If $A$ is not symmetric, on the other hand, two things can happen that don't happen in the above case:

The $\lambda_k$ may fail to be real. In other words, there can be "periodicity" of period greater than $2$ in the sequences $A_{ij}^n$. This happens, for example, if $A$ is a directed cycle graph.

The coefficients $a_{ijk}$ may be polynomials in $n$. This happens, for example, if $A$ is a directed path graph with loops based at each vertex.

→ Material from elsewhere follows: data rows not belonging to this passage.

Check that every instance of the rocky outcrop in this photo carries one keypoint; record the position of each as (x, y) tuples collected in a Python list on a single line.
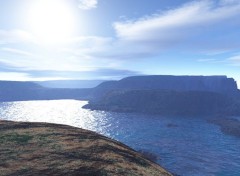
[(229, 126), (28, 149), (220, 84), (190, 103)]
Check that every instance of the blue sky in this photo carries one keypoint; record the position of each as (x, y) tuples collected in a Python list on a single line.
[(111, 39)]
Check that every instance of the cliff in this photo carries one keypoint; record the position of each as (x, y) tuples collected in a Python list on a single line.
[(49, 149), (220, 84), (188, 103), (169, 95)]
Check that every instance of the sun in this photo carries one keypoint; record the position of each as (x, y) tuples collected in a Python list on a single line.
[(51, 21)]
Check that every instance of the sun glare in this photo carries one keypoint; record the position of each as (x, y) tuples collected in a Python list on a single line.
[(51, 21)]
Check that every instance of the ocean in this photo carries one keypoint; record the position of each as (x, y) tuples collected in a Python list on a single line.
[(185, 146)]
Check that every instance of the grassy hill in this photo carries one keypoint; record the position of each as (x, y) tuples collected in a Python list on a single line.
[(51, 149)]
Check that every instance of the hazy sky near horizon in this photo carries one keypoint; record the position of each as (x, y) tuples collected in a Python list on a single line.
[(111, 39)]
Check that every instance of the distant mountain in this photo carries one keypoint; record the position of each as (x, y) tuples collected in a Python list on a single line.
[(220, 84), (72, 84), (169, 95), (21, 91), (194, 103)]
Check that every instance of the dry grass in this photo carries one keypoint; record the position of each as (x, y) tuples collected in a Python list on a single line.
[(49, 149)]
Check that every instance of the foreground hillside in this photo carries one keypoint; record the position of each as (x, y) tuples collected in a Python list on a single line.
[(50, 149)]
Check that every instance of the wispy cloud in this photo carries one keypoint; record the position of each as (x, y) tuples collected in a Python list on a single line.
[(234, 60), (16, 51), (87, 4), (15, 36), (198, 24)]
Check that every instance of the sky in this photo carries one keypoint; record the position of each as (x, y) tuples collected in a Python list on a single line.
[(112, 39)]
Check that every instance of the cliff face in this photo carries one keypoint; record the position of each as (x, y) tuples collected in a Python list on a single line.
[(49, 149), (187, 103), (177, 83), (169, 95)]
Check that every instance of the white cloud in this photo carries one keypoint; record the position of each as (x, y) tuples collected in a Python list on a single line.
[(15, 36), (196, 23), (87, 4), (14, 76), (16, 51), (234, 60)]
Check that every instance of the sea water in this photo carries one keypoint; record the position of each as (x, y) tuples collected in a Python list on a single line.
[(183, 145)]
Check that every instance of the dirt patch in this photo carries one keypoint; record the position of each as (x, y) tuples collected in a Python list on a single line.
[(51, 149)]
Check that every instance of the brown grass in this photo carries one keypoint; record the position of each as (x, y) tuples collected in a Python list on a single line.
[(49, 149)]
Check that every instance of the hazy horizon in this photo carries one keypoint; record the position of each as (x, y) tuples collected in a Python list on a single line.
[(108, 40)]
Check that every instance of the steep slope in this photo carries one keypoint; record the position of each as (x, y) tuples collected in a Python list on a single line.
[(28, 149), (220, 84)]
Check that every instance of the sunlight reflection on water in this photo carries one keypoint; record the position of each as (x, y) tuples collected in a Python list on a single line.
[(186, 146)]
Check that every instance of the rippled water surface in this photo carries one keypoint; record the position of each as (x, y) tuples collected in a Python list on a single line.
[(185, 146)]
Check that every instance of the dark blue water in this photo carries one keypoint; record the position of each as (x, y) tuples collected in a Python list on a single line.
[(185, 146)]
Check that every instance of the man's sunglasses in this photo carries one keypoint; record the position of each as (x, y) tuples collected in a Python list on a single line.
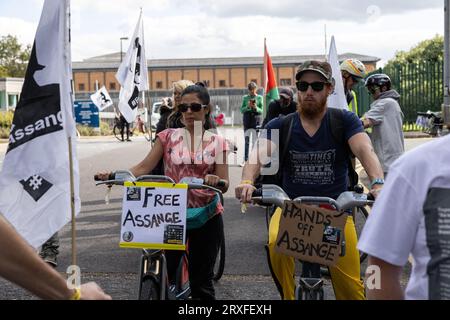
[(316, 86), (195, 107)]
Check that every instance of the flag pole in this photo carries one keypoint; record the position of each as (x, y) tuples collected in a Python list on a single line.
[(265, 79), (69, 140)]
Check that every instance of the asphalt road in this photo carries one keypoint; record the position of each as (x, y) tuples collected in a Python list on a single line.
[(246, 273)]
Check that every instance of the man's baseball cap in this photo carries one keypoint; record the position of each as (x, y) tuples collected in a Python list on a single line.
[(286, 93), (321, 67)]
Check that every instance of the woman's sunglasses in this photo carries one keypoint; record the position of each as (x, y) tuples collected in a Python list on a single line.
[(195, 107), (316, 86)]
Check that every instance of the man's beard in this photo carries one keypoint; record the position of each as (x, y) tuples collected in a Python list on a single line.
[(311, 109)]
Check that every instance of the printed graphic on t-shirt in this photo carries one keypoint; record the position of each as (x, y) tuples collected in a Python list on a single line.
[(437, 223), (313, 168)]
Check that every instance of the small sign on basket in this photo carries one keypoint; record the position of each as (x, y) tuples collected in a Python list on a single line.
[(154, 216)]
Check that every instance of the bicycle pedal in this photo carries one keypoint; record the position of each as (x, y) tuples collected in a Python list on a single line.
[(311, 283)]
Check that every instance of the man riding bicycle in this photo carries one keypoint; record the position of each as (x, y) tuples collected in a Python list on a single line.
[(315, 164)]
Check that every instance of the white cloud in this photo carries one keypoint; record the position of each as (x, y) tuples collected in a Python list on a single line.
[(206, 28)]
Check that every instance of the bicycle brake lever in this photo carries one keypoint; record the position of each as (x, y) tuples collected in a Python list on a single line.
[(108, 194)]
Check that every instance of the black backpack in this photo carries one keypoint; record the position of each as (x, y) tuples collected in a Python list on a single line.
[(335, 122)]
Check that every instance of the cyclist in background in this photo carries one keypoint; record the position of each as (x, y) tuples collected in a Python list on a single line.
[(187, 155), (385, 117)]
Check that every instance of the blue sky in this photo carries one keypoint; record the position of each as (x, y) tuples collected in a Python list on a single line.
[(211, 28)]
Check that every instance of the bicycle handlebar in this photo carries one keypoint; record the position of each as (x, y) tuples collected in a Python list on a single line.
[(273, 194), (122, 176)]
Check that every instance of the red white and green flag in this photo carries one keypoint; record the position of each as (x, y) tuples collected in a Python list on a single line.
[(270, 85)]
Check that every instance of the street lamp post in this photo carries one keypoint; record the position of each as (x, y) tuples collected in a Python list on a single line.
[(121, 51), (446, 105)]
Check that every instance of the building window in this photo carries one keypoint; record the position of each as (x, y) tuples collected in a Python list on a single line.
[(286, 82)]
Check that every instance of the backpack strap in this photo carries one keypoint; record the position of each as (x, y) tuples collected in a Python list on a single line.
[(336, 124), (285, 135)]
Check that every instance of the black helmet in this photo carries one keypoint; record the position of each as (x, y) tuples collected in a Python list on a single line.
[(379, 80)]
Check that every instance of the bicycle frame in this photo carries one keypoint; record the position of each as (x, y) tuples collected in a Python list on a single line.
[(311, 283), (153, 262)]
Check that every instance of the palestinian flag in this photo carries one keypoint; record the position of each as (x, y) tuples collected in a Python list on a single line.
[(271, 88)]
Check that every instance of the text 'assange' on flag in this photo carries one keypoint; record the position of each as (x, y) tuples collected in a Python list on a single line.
[(35, 192)]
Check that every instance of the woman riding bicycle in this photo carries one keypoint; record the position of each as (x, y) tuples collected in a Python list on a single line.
[(193, 152)]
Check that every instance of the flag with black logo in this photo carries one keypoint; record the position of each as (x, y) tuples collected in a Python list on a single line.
[(133, 74), (35, 177), (337, 98), (102, 99)]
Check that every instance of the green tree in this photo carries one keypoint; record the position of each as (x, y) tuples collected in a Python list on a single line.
[(431, 50), (13, 57), (417, 75)]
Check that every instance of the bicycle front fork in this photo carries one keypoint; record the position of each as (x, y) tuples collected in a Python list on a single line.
[(310, 286)]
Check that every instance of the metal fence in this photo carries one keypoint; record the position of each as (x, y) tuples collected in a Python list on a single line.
[(420, 86)]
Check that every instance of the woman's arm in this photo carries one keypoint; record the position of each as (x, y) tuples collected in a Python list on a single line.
[(221, 173), (150, 161)]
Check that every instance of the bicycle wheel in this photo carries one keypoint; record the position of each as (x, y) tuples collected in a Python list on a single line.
[(220, 260), (361, 216), (116, 132), (150, 288), (147, 134)]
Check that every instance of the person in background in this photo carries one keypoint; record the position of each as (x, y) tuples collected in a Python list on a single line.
[(22, 266), (285, 105), (353, 71), (165, 110), (385, 117), (175, 118), (251, 109)]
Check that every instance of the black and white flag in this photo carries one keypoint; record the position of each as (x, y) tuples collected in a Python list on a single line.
[(35, 179), (102, 99), (133, 74)]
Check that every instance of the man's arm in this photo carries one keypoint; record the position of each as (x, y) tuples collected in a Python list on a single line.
[(252, 169), (21, 265), (362, 148), (367, 123), (244, 106), (389, 288)]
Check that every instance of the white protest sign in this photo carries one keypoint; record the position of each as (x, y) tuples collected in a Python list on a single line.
[(154, 216)]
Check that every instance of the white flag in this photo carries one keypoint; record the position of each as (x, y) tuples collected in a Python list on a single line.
[(133, 74), (337, 98), (102, 99), (35, 178)]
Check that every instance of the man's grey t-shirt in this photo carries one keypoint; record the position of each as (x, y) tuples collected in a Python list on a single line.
[(387, 132)]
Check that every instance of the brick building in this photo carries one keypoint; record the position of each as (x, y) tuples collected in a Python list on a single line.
[(218, 73)]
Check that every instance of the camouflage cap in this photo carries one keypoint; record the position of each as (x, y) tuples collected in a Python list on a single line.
[(322, 67)]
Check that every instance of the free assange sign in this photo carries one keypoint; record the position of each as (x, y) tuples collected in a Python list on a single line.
[(87, 113), (154, 216), (310, 233)]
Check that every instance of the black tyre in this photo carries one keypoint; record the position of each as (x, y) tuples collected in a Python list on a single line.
[(220, 261), (116, 132), (361, 216), (149, 288)]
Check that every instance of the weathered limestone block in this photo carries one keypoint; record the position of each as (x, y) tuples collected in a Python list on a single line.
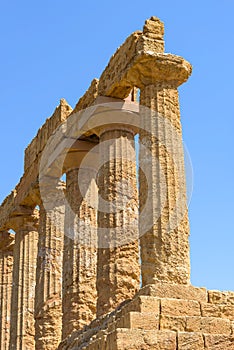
[(118, 255), (139, 320), (165, 246), (6, 269), (190, 341), (24, 278), (124, 339), (218, 297), (176, 291), (173, 307), (211, 325), (38, 143), (80, 258), (48, 299), (143, 304), (173, 323), (219, 342)]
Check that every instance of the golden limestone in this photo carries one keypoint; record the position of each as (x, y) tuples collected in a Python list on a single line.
[(100, 260)]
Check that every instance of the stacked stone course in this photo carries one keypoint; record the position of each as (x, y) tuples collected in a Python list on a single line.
[(59, 292)]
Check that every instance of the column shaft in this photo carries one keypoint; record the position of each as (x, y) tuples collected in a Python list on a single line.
[(48, 303), (80, 258), (6, 268), (165, 246), (24, 276), (118, 251)]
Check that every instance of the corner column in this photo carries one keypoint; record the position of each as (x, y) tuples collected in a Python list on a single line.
[(164, 246), (24, 282), (118, 272), (80, 247), (48, 301), (6, 269)]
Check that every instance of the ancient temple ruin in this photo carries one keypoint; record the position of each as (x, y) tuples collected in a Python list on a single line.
[(101, 260)]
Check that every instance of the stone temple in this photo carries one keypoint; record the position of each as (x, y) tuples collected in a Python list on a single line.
[(101, 260)]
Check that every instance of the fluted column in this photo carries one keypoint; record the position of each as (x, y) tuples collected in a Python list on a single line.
[(80, 258), (164, 245), (118, 255), (48, 301), (6, 268), (24, 277)]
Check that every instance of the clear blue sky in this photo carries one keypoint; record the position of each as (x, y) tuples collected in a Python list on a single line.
[(53, 49)]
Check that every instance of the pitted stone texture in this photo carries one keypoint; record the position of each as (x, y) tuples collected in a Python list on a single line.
[(48, 300), (6, 269), (219, 342), (123, 339), (118, 274), (190, 341), (175, 291), (164, 247), (80, 258), (24, 277)]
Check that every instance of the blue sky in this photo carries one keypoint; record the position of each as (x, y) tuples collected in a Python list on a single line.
[(53, 49)]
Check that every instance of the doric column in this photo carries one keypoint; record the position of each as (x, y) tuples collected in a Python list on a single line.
[(48, 301), (164, 245), (118, 260), (80, 258), (6, 268), (24, 281)]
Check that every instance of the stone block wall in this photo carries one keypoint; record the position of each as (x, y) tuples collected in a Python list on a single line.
[(64, 285)]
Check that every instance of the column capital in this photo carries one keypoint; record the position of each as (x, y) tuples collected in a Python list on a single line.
[(111, 114), (26, 221), (157, 68)]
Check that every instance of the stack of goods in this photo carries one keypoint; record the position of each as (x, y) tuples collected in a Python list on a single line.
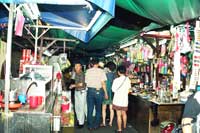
[(25, 59)]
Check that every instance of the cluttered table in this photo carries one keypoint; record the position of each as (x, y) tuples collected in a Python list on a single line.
[(146, 113)]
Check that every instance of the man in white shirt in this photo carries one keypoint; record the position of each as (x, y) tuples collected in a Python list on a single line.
[(95, 80)]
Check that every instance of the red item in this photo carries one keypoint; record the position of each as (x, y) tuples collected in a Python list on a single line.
[(40, 100), (65, 107), (33, 101), (58, 75), (13, 106)]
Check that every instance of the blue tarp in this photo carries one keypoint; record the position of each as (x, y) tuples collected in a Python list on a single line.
[(74, 14)]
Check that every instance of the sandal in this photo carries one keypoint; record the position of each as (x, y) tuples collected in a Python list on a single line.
[(102, 125), (110, 125), (117, 131)]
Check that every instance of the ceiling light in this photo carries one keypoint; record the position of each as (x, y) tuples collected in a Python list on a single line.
[(111, 54), (128, 43)]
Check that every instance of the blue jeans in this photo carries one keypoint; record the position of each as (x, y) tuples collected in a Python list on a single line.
[(94, 99)]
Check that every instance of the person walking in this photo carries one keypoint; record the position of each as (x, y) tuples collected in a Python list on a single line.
[(80, 95), (95, 80), (120, 87), (110, 74)]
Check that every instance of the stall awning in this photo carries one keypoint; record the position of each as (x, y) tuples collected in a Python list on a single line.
[(89, 15)]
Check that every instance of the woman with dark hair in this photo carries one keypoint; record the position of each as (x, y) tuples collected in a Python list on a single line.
[(120, 87), (110, 74)]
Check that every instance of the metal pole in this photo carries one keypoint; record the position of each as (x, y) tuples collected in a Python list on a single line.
[(8, 65), (36, 41)]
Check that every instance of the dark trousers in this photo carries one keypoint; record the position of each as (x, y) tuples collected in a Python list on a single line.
[(94, 100)]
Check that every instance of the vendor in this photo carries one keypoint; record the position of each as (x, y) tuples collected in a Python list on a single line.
[(191, 110)]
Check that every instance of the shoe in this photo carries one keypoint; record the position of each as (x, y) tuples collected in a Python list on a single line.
[(110, 125), (80, 126), (102, 125), (117, 131), (90, 129)]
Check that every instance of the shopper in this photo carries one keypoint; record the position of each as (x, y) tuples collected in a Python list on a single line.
[(80, 94), (110, 74), (120, 87), (95, 79), (191, 110)]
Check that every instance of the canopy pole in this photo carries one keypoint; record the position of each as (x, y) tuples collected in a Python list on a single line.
[(36, 41), (8, 65)]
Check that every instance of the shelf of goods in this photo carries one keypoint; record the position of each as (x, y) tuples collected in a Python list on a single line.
[(37, 108)]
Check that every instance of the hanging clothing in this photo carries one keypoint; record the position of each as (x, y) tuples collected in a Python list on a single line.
[(120, 87), (80, 99)]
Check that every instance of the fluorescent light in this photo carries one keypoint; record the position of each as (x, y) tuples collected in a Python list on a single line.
[(31, 10), (111, 54), (128, 43), (96, 16)]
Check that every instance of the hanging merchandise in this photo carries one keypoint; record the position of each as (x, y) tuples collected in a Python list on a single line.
[(185, 37), (163, 50), (176, 80), (19, 23), (196, 58), (63, 61)]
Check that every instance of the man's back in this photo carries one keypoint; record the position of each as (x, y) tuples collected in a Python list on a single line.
[(94, 77)]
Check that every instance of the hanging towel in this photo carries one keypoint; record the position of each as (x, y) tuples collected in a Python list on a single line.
[(19, 23)]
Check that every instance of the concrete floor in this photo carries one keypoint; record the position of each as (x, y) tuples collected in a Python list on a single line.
[(106, 129)]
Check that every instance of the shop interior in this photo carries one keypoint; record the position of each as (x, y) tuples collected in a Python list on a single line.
[(41, 40)]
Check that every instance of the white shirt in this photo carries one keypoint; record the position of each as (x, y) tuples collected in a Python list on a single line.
[(94, 77), (121, 94)]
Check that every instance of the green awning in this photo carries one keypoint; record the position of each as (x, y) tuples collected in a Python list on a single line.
[(163, 11)]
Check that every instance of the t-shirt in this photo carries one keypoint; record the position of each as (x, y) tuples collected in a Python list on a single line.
[(80, 78), (94, 77), (121, 93), (192, 107)]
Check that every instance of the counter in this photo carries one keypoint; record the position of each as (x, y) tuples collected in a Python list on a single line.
[(146, 115)]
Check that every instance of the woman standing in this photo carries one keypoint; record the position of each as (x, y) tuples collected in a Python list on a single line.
[(120, 87), (109, 69)]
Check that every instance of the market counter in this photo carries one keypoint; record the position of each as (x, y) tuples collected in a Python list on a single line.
[(146, 115)]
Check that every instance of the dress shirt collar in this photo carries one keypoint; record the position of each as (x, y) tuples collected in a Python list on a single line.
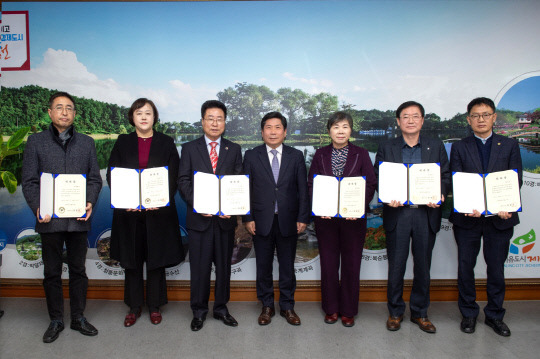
[(484, 140), (405, 145), (279, 149), (209, 140)]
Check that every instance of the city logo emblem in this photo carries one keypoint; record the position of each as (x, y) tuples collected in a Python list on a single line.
[(523, 244)]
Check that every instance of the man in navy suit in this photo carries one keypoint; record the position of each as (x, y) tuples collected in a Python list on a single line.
[(416, 224), (279, 212), (483, 152), (211, 238)]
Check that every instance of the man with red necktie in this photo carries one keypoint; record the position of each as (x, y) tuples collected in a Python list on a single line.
[(211, 237)]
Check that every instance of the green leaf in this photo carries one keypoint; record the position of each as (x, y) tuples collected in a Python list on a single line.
[(9, 181), (16, 139), (10, 152)]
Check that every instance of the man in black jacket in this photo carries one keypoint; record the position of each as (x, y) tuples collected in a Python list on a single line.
[(483, 152), (211, 237), (414, 226)]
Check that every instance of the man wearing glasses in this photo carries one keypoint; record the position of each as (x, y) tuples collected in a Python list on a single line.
[(211, 237), (412, 226), (483, 152), (62, 150)]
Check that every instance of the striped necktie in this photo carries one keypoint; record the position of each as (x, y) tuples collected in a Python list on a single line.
[(213, 156)]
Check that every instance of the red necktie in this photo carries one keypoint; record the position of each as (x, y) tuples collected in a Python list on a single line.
[(213, 155)]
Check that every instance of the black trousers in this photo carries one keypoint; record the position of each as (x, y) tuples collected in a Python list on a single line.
[(412, 230), (286, 253), (156, 283), (52, 249), (496, 243), (211, 246)]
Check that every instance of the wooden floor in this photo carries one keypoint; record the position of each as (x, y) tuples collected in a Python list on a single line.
[(309, 291)]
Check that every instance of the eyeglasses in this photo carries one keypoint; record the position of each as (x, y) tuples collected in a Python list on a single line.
[(218, 120), (413, 117), (61, 108), (476, 116)]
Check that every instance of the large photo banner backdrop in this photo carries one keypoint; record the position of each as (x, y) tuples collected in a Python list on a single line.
[(306, 59)]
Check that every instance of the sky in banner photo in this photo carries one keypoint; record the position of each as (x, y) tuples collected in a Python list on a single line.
[(370, 54)]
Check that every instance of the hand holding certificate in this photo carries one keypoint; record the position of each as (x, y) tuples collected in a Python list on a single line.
[(140, 189), (62, 195), (488, 194), (220, 195), (412, 184), (342, 197)]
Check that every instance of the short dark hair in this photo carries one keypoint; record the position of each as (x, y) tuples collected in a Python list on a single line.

Is it possible to prove "combinatorially" that neither of these things can happen when $A$ is symmetric? (What I mean is that, given only that you know what $A_{ij}^n$ looks like in terms of eigenvalues, what can you prove just by looking at $G$?) For example, it is straightforward to prove that the coefficient of the largest positive eigenvalue is constant by a path-counting argument which I described here. I think a path-counting argument can also in principle prove that the $\lambda_k$ are real via some kind of mixing argument which could show that the only constraint on the length of a long walk from a vertex to itself is its length mod 2 (due to the presence of even cycles). I think such an argument can at least show that the eigenvalues of maximum absolute value must be real, but I don't know how easy it is to deduce information about the other eigenvalues.

If you have a solution with "adjacency matrix" replaced by "Laplacian," I'd also be interested in that.